--中国企業のグローバル経営についても、聞いておきたい。聯想(Lenovo)がThinkpad部門を買収して話題になったが、いまやグローバル本社はニューヨークでCEOも米国人だ。近い将来、おおくの中国企業が多国籍化すると思われるが、かれらの経営ローカライゼーションは、いかなるものになるのだろうか。

私は、1995年の一年間をニューヨークで過ごした。そのときの仕事は、米国消費市場を目指す中国企業に、ご当地米国のトップマネジメント(CEO)を探し、紹介し、定着させることだった。現在の中国企業の規模は、80年代、プラザ合意直後に海外へ出た日本企業の規模には未だ及ばないが、10年後には、本格的な多国籍企業化がおこる。そしてその時に中国企業が模範とするのは、やはりIBMを始めとする米国の多国籍企業だろう。

私のIBM時代の上司はキューバ系米国人で、カストロ時代に命からがら米国に亡命し、米国で高等教育を受け、ビッグブルーの一員となった人物だった。かれは天津に赴任した当日、私に向かい、「中国人の聡明さを信じている。米国人を凌ぐほどだと思っている。IBMのやり方を理解してほしい。ともに、IBM天津の一員としてがんばろう」と言った。私は非常に尊重されたと感じ、発奮したものだ。

--最後に、このインタビューを読む日本企業の関係者、日本の産業界の関係者に向けてメッセージを送ってほしい。

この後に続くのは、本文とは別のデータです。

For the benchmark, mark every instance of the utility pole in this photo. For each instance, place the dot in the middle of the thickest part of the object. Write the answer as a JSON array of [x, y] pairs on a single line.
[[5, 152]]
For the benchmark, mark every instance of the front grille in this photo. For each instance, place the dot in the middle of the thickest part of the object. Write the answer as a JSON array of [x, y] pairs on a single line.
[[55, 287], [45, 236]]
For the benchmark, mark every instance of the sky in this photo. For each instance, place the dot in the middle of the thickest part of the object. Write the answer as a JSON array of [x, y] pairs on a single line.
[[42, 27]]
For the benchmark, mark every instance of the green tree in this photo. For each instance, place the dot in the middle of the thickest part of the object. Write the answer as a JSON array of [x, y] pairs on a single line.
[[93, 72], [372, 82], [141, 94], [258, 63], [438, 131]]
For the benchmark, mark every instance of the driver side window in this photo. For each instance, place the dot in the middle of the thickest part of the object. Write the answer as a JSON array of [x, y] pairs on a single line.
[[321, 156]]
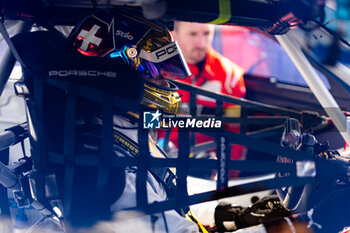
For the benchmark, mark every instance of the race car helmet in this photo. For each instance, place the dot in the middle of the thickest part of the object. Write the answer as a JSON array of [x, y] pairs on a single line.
[[147, 47]]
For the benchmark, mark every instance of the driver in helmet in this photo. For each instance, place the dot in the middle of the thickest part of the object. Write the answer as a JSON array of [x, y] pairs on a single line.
[[150, 50]]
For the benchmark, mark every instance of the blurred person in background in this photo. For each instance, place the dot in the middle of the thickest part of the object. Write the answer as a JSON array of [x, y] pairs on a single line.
[[211, 71]]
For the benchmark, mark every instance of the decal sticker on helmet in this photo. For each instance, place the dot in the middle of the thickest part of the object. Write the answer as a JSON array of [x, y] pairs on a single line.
[[161, 54]]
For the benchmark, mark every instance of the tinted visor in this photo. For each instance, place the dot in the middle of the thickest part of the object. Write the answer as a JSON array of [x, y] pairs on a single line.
[[166, 61]]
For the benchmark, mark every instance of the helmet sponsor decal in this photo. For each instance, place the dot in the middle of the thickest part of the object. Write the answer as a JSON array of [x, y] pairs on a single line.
[[161, 54], [126, 35]]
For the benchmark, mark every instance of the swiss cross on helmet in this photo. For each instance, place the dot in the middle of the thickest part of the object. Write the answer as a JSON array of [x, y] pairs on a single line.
[[146, 46]]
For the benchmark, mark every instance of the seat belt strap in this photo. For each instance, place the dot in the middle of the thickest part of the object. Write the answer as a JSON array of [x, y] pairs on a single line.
[[9, 42]]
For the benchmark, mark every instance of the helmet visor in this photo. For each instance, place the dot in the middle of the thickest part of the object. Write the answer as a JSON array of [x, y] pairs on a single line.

日本企業のなかにも、例えばSONYやトヨタ、松下のように多国籍企業として大きな成功を収めている企業がある。社会風土も、真の多国籍企業を産む重要な土壌だろうが、より重要なのは、グローバル経営の経験、実践を積み重ねることだと思う。そうした観点から、中国に直接投資をおこない、成功を目指す日本企業にアドバイスを送るとすれば--

  1. 中方、日方と現地法人スタッフを「分け」ない
  2. 効果的なキャリアパスを用意して積極性を引き上げる
  3. 日本の経営理念、思想、文化を現地法人にうまく紹介しつつ、中国へ派遣する日本人スタッフへの派遣前研修--中国の文化、習慣、中国人の価値観、言語等の学習--をしっかりおこなう
ということだ。特に、言語はきわめて重要である。米国に派遣するスタッフには英語能力を求めるのに、中国に派遣するスタッフには英語でとりあえず済ませろ、というのはおかしい。コミュニケーション、思想交流が全ての基礎だ。日本、日本企業に思いを寄せる者として、率直に話をさせてもらった。日本の友人たちの、何らかの参考になれば幸いだ。